It is disappointing that there is such a lack of accountability here. The DAO is paying Llama upwards of $2m for an annual engagement and should expect a higher level of service. Their proposed scope covers “treasury management” and this indiscretion should be viewed in that light. Their management, or lack thereof, of the treasury cost the DAO $1m and counting due to a lack of priority.
The community was active and responsive in the the day of the CRV attack and prioritized derisking thereafter, even Llama got involved in review and risk mitigation. The protocol was proactive in changing risk parameters and Llama was proactive in pushing the community towards a resolution on debt repayment, until they weren’t.

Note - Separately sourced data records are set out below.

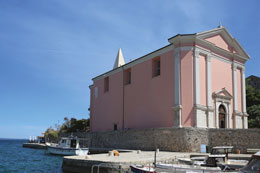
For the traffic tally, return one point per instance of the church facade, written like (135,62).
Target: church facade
(197,80)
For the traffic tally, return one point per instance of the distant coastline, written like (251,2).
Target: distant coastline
(12,139)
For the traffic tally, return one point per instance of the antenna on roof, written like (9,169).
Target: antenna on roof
(219,25)
(119,59)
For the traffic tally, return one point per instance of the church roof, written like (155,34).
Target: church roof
(200,38)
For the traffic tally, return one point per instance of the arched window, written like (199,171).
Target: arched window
(222,116)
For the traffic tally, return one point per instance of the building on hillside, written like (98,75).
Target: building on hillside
(253,81)
(197,80)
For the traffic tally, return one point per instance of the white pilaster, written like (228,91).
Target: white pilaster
(209,92)
(235,86)
(177,89)
(197,77)
(243,90)
(210,114)
(196,72)
(235,95)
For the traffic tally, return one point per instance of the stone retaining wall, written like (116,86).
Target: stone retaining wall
(172,139)
(176,139)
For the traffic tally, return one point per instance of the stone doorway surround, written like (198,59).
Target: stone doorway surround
(223,98)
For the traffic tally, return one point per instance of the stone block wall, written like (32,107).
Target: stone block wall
(166,139)
(187,139)
(239,138)
(176,139)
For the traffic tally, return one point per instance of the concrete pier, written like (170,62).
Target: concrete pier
(114,163)
(35,145)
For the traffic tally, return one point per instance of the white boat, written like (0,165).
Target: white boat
(185,168)
(253,164)
(67,147)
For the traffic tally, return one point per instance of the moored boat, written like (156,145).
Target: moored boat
(253,164)
(67,147)
(142,169)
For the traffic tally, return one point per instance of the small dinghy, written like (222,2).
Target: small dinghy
(67,147)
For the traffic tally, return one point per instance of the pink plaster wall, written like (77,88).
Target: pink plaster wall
(149,100)
(239,90)
(187,88)
(203,80)
(220,42)
(107,109)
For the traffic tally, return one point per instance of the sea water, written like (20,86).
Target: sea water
(15,158)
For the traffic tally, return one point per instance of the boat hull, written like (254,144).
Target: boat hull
(141,169)
(67,151)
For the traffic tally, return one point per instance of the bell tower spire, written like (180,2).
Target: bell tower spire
(119,59)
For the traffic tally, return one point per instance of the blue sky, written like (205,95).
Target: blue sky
(50,50)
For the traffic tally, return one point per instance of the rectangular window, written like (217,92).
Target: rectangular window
(127,76)
(96,92)
(156,66)
(115,127)
(106,84)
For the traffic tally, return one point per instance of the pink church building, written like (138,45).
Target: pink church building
(197,80)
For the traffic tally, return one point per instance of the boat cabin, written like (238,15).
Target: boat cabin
(69,143)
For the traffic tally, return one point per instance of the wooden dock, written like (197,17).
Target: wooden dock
(112,164)
(35,145)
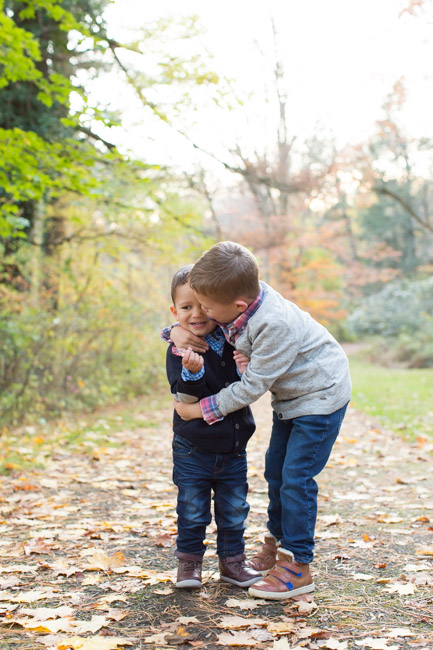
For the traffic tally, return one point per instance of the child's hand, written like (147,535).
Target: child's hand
(188,411)
(184,339)
(241,361)
(192,361)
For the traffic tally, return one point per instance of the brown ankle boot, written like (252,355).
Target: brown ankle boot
(236,571)
(189,570)
(265,559)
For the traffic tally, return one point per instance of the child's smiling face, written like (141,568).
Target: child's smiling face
(188,312)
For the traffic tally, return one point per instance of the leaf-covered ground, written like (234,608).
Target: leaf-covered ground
(87,539)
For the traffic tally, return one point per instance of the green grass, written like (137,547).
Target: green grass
(402,399)
(31,446)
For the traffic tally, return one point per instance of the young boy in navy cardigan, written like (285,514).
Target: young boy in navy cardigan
(205,459)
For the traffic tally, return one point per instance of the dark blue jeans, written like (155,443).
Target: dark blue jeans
(298,450)
(196,474)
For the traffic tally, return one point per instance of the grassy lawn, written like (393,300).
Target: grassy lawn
(402,399)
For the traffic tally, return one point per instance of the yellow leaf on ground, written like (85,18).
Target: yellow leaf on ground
(389,519)
(403,589)
(33,595)
(100,561)
(305,607)
(333,644)
(156,638)
(283,644)
(376,644)
(425,550)
(281,628)
(395,632)
(236,639)
(51,626)
(44,613)
(18,568)
(186,620)
(117,614)
(93,625)
(94,643)
(250,603)
(238,622)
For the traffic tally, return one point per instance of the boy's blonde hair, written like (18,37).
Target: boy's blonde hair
(226,271)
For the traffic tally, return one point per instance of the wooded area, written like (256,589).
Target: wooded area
(90,235)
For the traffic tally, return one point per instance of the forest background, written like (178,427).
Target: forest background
(92,227)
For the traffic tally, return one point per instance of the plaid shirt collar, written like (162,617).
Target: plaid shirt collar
(232,331)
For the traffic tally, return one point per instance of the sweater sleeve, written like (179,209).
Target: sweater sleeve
(273,345)
(183,390)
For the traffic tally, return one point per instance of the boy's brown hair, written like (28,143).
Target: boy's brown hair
(179,279)
(225,272)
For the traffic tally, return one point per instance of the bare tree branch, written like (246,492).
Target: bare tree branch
(382,189)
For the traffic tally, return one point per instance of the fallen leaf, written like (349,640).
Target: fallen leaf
(416,567)
(283,644)
(238,622)
(403,589)
(236,639)
(117,614)
(93,625)
(38,545)
(164,540)
(44,613)
(100,561)
(155,638)
(389,519)
(33,595)
(186,620)
(281,628)
(334,644)
(92,643)
(376,644)
(244,604)
(395,632)
(163,592)
(18,568)
(425,550)
(305,607)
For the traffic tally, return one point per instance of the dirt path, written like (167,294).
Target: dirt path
(93,533)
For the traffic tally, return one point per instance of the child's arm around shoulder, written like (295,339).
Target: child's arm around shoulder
(274,347)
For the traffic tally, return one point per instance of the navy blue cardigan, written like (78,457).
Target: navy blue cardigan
(230,434)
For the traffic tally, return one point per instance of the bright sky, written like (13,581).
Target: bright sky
(341,57)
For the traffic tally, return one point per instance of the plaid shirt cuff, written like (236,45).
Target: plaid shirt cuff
(210,410)
(165,333)
(192,376)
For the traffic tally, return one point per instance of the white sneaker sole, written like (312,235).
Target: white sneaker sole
(247,583)
(188,584)
(280,595)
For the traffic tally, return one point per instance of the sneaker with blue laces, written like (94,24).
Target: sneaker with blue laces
(286,580)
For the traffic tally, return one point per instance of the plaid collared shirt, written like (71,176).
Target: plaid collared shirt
(232,332)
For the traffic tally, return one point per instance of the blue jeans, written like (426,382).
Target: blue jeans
(196,474)
(298,450)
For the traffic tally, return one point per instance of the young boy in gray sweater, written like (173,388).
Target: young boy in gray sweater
(307,373)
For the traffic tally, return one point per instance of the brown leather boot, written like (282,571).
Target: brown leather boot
(189,570)
(236,571)
(267,556)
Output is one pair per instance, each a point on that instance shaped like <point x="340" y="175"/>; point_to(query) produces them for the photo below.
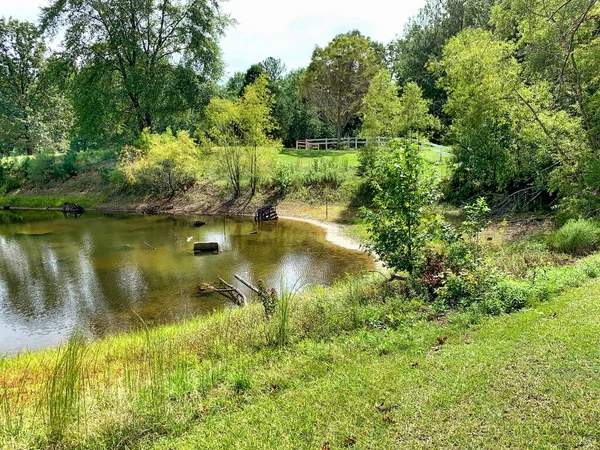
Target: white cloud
<point x="281" y="28"/>
<point x="291" y="30"/>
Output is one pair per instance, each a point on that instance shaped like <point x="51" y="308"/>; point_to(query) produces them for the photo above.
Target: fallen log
<point x="234" y="293"/>
<point x="247" y="284"/>
<point x="200" y="247"/>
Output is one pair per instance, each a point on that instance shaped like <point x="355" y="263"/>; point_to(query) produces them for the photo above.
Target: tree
<point x="147" y="52"/>
<point x="480" y="77"/>
<point x="295" y="119"/>
<point x="426" y="35"/>
<point x="274" y="68"/>
<point x="338" y="78"/>
<point x="413" y="114"/>
<point x="381" y="108"/>
<point x="256" y="123"/>
<point x="161" y="164"/>
<point x="235" y="85"/>
<point x="241" y="131"/>
<point x="405" y="189"/>
<point x="32" y="111"/>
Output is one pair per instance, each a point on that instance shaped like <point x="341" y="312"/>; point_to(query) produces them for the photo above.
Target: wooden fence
<point x="347" y="142"/>
<point x="356" y="142"/>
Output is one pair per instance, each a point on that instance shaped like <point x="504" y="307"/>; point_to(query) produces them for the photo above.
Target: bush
<point x="283" y="177"/>
<point x="503" y="298"/>
<point x="43" y="168"/>
<point x="326" y="173"/>
<point x="68" y="166"/>
<point x="576" y="237"/>
<point x="160" y="165"/>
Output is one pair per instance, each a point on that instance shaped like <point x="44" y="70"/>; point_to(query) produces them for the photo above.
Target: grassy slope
<point x="529" y="380"/>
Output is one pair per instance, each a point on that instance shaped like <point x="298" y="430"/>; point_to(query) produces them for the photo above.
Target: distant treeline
<point x="512" y="85"/>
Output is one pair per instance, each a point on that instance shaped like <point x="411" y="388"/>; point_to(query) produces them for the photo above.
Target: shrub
<point x="576" y="237"/>
<point x="283" y="177"/>
<point x="68" y="165"/>
<point x="43" y="168"/>
<point x="160" y="165"/>
<point x="326" y="173"/>
<point x="504" y="297"/>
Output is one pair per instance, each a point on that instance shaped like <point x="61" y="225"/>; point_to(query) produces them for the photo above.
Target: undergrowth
<point x="115" y="392"/>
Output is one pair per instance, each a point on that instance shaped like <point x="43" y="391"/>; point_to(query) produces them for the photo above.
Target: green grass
<point x="356" y="365"/>
<point x="49" y="201"/>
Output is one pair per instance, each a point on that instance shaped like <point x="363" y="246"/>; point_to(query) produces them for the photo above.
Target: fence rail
<point x="347" y="142"/>
<point x="356" y="142"/>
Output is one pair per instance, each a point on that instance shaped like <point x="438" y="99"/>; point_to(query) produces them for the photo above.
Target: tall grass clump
<point x="326" y="173"/>
<point x="282" y="318"/>
<point x="576" y="237"/>
<point x="64" y="388"/>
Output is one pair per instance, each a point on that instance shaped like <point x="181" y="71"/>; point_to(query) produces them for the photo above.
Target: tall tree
<point x="338" y="79"/>
<point x="147" y="52"/>
<point x="424" y="38"/>
<point x="25" y="91"/>
<point x="381" y="107"/>
<point x="274" y="68"/>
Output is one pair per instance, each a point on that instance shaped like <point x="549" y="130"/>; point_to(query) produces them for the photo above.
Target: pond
<point x="105" y="273"/>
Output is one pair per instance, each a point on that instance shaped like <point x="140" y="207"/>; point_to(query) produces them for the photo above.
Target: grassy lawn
<point x="362" y="368"/>
<point x="529" y="380"/>
<point x="304" y="158"/>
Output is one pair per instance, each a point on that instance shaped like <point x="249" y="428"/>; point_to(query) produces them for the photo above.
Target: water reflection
<point x="100" y="272"/>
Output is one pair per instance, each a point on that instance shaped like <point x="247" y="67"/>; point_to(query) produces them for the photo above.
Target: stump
<point x="72" y="208"/>
<point x="201" y="247"/>
<point x="265" y="213"/>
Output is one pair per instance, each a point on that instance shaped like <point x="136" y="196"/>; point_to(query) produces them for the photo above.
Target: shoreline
<point x="335" y="233"/>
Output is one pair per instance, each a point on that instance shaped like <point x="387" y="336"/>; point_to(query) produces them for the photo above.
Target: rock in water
<point x="72" y="208"/>
<point x="200" y="247"/>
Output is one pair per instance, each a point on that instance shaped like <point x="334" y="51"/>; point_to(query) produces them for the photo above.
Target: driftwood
<point x="393" y="276"/>
<point x="72" y="208"/>
<point x="200" y="247"/>
<point x="227" y="290"/>
<point x="265" y="213"/>
<point x="247" y="284"/>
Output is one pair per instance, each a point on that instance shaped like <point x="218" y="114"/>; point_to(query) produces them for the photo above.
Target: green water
<point x="101" y="271"/>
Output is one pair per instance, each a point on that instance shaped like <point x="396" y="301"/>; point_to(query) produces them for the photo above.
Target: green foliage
<point x="424" y="38"/>
<point x="325" y="173"/>
<point x="381" y="108"/>
<point x="160" y="165"/>
<point x="241" y="130"/>
<point x="338" y="78"/>
<point x="64" y="388"/>
<point x="400" y="222"/>
<point x="576" y="237"/>
<point x="283" y="177"/>
<point x="33" y="113"/>
<point x="414" y="118"/>
<point x="145" y="67"/>
<point x="43" y="168"/>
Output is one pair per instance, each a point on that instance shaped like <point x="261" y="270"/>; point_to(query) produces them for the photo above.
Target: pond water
<point x="99" y="272"/>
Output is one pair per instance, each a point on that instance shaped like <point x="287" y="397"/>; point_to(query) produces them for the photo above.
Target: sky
<point x="281" y="28"/>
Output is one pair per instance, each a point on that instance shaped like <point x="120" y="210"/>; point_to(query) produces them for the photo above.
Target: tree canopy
<point x="150" y="56"/>
<point x="338" y="78"/>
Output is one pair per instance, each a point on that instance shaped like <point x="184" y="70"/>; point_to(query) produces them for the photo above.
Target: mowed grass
<point x="356" y="365"/>
<point x="529" y="380"/>
<point x="304" y="158"/>
<point x="50" y="201"/>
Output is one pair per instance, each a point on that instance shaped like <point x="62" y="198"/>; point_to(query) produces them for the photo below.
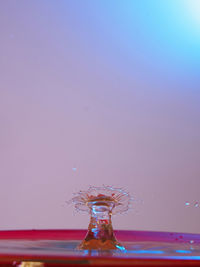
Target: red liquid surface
<point x="58" y="248"/>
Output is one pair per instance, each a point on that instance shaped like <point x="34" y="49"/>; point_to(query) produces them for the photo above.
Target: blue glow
<point x="121" y="248"/>
<point x="183" y="251"/>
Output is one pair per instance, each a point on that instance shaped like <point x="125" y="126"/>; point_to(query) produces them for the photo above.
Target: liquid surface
<point x="139" y="249"/>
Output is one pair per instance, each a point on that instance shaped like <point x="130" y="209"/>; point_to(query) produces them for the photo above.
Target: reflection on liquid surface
<point x="139" y="249"/>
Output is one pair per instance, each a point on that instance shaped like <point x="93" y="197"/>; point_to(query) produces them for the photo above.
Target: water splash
<point x="101" y="203"/>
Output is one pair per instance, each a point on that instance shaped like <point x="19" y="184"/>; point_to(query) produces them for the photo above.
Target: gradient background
<point x="100" y="92"/>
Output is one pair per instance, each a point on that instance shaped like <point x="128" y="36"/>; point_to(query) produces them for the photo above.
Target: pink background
<point x="99" y="92"/>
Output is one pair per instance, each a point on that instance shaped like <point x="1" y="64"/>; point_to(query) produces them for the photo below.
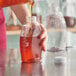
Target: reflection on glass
<point x="31" y="69"/>
<point x="56" y="69"/>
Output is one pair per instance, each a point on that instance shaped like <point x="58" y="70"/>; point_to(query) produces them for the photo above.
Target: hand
<point x="43" y="36"/>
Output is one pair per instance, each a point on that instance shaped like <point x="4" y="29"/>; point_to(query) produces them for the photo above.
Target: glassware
<point x="29" y="41"/>
<point x="56" y="27"/>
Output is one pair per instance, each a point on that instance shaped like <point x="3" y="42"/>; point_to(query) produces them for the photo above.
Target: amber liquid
<point x="30" y="49"/>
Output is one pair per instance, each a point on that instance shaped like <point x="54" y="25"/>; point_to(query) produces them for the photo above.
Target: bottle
<point x="7" y="3"/>
<point x="29" y="41"/>
<point x="56" y="27"/>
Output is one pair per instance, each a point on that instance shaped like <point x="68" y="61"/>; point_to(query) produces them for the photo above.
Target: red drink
<point x="30" y="49"/>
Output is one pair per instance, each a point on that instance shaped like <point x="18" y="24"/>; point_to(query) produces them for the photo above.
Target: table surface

With ~$1.8m in Bad Debt owed by the protocol, the community was up in arms against Gauntlet. Why is poor planning and execution by Llama to the same scale viewed differently? The fact that there was a one month gap between the snapshot and PR review shows that either the initial strategy was rushed without a full plan of efficient implementation or that Aave, during an extremely vulnerable period, was not their top priority. No one controls the market, but a seeing as we’re likely going to have to restart the approval process (two votes and peer review), a 2-month delay from hack to repayment should not be viewed as acceptable and nor should the lack of communication from Llama during that period.
I would be eager to hear @Llamaxyz’s proposal on how the DAO can recoup losses from this oversight and the plan to prevent it in the future. Personally, I would view this as a mark against their ability to “manage Aave’s treasury” and would hope they include the final value of loss on CRV debt in any measurement of “success” when reviewing their relationship with the DAO, per their own KPIs below.